No Child Left Behind law demands "adequate yearly progress" and offers school choice options for parents

Michigan slow to enact new federal law

Failing schools will now be required to transfer children to other schools if parents request it, according to the new No Child Left Behind Act signed by President Bush last January. This is just one of many provisions in the new law, designed to give parents more of a choice in the education their children receive.

According to No Child Left Behind, schools must make "adequate yearly progress" (AYP) in reading and math achievement, a measure determined by the state board of education. While each state can determine what constitutes AYP, the federal government demands that all schools report a 100 percent proficiency in reading and math by the 2013-14 academic year. Schools that fail to meet their annual goal for two or more years in a row risk a number of increasingly harsh sanctions.

Earlier this year, the Michigan Department of Education published a list of 1,513 schools that are failing according to the Bush requirements, the greatest number of any state in the nation. The list represents over one-third of all Michigan's public schools.

Under the No Child Left Behind Act, school districts must notify parents if their children are in failing schools and that they have the option to transfer their children to other district schools. If parents choose to transfer their children, the failing district must pay for the attendant transportation costs by using part of their allotment of federal education dollars.

Schools that cannot admit all students from failing schools who wish to transfer must give first priority to the lowest achieving students from low-income families.

Failing schools also must develop a two-year school improvement plan, and a portion of the school's federal funding must be allocated to professional development for teachers. Failing schools also will be provided technical assistance for academic improvement.

If a school does not meet the Bush requirement for adequate yearly progress for three consecutive years, students become eligible for "supplemental services," which include tutoring and other services outside the school, aimed at improving a student's achievement.
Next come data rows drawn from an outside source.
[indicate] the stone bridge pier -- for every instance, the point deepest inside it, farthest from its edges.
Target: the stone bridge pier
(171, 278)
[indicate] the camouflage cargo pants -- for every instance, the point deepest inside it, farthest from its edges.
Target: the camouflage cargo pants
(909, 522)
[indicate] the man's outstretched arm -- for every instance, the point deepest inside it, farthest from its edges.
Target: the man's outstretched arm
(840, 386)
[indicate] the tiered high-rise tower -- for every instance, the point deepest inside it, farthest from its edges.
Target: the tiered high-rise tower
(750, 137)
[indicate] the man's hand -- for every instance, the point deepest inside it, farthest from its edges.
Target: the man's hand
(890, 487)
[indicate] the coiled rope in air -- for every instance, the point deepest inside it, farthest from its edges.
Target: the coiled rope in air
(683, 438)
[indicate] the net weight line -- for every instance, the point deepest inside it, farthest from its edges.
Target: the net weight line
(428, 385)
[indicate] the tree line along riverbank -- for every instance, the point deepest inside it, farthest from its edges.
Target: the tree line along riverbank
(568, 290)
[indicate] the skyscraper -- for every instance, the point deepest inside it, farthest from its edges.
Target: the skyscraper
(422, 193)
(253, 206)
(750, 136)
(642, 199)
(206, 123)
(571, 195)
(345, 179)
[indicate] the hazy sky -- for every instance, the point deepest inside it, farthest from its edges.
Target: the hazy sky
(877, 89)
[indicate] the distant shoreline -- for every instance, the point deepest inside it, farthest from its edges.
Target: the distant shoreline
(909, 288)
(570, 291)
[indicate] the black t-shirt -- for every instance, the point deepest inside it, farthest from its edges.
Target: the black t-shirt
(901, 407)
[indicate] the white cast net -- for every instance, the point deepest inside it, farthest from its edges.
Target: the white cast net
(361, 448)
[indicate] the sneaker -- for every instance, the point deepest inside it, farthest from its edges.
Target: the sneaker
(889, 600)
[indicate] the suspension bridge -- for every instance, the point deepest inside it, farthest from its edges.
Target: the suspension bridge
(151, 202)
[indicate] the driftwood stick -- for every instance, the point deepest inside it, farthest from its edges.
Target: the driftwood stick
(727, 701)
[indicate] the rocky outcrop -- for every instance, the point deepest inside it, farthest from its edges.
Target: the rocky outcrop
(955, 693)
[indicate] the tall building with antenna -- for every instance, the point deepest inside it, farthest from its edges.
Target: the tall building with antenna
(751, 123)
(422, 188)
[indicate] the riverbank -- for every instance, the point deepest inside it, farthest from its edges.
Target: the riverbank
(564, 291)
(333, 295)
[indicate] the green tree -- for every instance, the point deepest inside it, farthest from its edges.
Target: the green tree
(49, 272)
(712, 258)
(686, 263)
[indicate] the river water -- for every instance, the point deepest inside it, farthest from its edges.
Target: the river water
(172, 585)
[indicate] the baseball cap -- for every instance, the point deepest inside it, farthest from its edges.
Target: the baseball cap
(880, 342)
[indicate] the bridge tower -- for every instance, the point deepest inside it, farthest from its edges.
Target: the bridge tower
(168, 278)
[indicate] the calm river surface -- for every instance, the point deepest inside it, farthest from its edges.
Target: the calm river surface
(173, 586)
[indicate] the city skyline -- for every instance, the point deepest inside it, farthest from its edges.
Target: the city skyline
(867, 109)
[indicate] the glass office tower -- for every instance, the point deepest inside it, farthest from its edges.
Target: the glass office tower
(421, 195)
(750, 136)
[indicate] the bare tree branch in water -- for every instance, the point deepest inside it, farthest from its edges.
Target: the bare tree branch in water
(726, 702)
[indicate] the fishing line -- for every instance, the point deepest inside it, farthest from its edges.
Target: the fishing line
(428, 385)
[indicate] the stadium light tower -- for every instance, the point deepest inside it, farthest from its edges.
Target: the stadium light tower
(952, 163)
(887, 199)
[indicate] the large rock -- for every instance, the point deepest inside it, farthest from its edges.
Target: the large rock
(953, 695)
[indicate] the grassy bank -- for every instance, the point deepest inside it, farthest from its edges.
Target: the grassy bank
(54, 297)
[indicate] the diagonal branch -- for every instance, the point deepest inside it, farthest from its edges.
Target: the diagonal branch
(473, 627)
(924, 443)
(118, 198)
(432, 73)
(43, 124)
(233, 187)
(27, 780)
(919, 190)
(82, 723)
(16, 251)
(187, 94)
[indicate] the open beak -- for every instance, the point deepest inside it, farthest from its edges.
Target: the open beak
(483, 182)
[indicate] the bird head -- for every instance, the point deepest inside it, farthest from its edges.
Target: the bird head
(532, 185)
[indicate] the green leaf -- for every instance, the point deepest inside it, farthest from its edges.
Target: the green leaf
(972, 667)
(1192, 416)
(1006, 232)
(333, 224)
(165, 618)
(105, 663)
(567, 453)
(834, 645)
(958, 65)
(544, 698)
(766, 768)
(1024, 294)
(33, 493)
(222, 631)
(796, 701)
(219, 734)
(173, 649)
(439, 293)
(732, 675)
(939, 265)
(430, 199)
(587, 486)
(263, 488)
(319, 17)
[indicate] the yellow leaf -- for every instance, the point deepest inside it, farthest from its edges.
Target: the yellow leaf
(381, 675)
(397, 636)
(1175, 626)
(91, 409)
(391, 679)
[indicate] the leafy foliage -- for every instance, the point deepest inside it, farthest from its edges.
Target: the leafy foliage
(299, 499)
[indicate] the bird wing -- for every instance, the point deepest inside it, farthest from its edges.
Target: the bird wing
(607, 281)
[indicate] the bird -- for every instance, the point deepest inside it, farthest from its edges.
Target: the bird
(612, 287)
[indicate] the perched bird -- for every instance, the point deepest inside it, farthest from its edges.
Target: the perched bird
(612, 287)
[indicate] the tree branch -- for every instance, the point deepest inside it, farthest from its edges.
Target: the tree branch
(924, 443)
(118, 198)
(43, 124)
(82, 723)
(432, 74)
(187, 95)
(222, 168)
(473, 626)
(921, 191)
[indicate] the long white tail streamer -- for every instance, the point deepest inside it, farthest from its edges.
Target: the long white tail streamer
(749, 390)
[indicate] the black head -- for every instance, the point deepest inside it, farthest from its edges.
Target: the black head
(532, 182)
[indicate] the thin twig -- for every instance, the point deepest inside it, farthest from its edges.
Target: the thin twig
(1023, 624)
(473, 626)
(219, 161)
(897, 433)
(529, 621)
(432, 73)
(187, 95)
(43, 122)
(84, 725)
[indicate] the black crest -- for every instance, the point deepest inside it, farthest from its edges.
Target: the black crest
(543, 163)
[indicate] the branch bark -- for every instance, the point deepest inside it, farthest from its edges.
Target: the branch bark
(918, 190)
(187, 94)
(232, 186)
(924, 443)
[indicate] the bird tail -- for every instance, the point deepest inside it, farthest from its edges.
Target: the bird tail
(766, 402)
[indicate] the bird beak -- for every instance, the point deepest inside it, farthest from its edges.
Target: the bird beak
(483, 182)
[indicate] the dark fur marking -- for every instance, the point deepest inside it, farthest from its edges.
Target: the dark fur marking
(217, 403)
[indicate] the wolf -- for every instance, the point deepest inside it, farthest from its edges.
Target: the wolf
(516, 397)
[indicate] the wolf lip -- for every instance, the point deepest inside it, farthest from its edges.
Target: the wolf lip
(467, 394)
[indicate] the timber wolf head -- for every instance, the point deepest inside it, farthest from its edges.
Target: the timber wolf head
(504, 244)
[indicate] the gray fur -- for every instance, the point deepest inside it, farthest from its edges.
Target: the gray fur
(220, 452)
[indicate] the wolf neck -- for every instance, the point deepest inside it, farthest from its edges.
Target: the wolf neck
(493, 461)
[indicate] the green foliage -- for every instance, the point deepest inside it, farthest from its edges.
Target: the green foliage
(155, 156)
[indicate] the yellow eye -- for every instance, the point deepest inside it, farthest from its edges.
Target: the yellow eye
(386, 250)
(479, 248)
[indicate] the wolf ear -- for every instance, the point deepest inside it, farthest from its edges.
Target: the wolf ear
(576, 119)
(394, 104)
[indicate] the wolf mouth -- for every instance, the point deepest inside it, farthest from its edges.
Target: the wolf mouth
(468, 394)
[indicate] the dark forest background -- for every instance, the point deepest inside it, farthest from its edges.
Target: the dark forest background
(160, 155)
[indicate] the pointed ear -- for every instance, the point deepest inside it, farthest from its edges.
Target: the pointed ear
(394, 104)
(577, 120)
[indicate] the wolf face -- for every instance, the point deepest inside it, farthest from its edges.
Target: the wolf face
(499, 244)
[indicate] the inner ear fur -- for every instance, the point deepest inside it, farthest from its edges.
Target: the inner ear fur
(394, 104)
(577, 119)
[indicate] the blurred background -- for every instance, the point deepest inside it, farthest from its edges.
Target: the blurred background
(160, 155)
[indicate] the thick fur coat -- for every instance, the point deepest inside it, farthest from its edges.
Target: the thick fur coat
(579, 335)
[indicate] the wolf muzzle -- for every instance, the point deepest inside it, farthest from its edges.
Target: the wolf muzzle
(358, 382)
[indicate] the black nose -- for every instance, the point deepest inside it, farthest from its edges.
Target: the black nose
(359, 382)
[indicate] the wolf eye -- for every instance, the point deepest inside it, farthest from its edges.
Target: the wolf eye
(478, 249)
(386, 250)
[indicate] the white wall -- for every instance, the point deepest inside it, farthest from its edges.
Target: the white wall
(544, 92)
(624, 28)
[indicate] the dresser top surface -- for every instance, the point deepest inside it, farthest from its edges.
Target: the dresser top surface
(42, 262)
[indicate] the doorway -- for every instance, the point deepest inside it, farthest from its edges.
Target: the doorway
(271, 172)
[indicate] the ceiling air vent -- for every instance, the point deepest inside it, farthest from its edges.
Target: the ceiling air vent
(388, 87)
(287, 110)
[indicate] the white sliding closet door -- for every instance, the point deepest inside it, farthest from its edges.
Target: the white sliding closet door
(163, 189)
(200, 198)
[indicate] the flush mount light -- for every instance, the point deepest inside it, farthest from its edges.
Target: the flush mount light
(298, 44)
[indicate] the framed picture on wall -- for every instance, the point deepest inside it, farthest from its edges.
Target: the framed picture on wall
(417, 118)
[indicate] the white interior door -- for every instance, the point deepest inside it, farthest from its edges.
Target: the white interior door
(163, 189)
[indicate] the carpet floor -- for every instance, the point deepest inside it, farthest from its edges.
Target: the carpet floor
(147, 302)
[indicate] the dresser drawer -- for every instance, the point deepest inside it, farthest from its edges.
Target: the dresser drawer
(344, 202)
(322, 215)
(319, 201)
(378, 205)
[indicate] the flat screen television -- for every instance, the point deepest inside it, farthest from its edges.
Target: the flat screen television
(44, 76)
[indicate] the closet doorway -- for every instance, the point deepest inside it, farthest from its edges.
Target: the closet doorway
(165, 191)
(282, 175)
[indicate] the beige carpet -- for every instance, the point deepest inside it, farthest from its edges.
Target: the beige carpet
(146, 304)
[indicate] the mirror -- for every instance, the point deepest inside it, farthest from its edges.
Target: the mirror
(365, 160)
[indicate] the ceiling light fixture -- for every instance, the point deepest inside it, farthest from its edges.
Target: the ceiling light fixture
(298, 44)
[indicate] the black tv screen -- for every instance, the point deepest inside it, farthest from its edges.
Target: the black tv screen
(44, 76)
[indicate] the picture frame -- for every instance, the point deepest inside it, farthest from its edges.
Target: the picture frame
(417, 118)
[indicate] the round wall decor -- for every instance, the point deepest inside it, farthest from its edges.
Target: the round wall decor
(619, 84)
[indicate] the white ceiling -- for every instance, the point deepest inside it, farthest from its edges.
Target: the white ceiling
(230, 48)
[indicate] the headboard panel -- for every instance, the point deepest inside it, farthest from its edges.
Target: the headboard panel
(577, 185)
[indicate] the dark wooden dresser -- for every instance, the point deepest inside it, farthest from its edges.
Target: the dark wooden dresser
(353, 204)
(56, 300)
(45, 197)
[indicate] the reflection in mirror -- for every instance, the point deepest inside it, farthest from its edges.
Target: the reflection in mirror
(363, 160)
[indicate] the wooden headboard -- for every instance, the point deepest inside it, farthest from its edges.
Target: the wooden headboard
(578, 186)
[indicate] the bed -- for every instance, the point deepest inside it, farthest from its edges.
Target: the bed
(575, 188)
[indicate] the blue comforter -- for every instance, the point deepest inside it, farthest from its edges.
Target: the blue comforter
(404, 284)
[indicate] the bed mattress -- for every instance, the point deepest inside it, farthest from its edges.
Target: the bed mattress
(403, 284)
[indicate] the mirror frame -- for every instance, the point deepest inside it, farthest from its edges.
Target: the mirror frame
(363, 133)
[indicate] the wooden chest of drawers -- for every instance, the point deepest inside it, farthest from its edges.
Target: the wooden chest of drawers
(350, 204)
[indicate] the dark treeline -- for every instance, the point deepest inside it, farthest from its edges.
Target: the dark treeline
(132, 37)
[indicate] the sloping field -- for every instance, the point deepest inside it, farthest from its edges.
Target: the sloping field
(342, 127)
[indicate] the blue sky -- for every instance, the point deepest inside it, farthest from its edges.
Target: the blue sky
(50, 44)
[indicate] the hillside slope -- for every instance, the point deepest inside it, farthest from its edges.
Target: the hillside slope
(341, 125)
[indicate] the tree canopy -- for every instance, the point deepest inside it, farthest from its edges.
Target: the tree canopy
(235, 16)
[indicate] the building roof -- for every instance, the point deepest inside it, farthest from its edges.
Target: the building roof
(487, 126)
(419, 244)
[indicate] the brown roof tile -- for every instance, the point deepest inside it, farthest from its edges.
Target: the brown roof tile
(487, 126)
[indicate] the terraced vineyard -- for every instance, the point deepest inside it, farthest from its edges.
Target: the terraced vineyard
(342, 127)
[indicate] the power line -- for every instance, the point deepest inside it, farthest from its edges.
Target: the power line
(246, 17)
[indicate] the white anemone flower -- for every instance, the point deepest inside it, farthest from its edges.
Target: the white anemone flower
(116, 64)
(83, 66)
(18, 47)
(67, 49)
Each state must establish an objective procedure for certifying qualified providers of supplementary services, and districts must use a portion of their federal funding to pay for these services.

To comply with this mandate, the Michigan Department of Education's Office of Field Services has developed a supplementary services application process that requires prospective providers to demonstrate how their program will improve reading and math achievement. Providers must have the goal of improving students' Michigan Education Assessment Program (MEAP) scores.

If a school fails to demonstrate AYP for four consecutive years, the sanctions become more severe. In addition to continuing to provide a transfer option and supplementary services to students, the school district must take greater action to improve the school, which they can do in a number of ways. For example, they may replace relevant school staff, implement new curriculum, decrease management authority at the school itself, appoint an outside expert to advise the school on how to improve, extend the school day or school year, or restructure the school entirely.

If a school fails to meet AYP for five consecutive years, the school must be restructured, which can be accomplished by reopening it as a charter school, replacing the staff, contracting with a management company to operate the school, or turning the school over to the state.

While the changes outlined above are significant, they may not be implemented in a timely fashion. The first problem is that, by the beginning of this school year, some of the federal regulations regarding how states were to implement the new law had yet to be issued. This occurred in spite of the fact that the law demands that school improvement plans be in effect beginning with the current academic year.

This federal foot-dragging is having a domino effect in the states. In fact, in advising them of their obligations under the Act, Michigan Superintendent of Public Instruction Tom Watkins recently told local superintendents by letter that their school districts "will not be expected to implement" the school improvement provisions of the new federal law. To comply under these conditions, wrote Watkins, would be "a little like trying to land an airplane as the runway is being built."

But even as the foot-dragging spreads, don't expect states to pass up the additional federal dollars that come with the No Child Left Behind Act. According to the White House, Michigan will see its federal education funding jump by more than 30 percent between 2000 and 2002, for a total of $1.4 billion this year.

What changes this new money will bring to education in Michigan remains to be seen. Advocates of school choice hope it will be used to expand public school choice programs and educate parents about their rights under the Act.

But some administration officials are doubtful that the current Michigan Department of Education will go to great lengths to improve education and provide more options for parents and students, since Michigan already boasts of limited charter school and public schools-of-choice programs.

In fact, Susan Shafer, spokeswoman for Gov. John Engler, recently told The Detroit News, "The way we see it, nothing much changes."

There can be no doubt, however, that the No Child Left Behind Act will codify limited public school choice into federal law. And that will be a positive change, not just for students in Michigan, but across the country.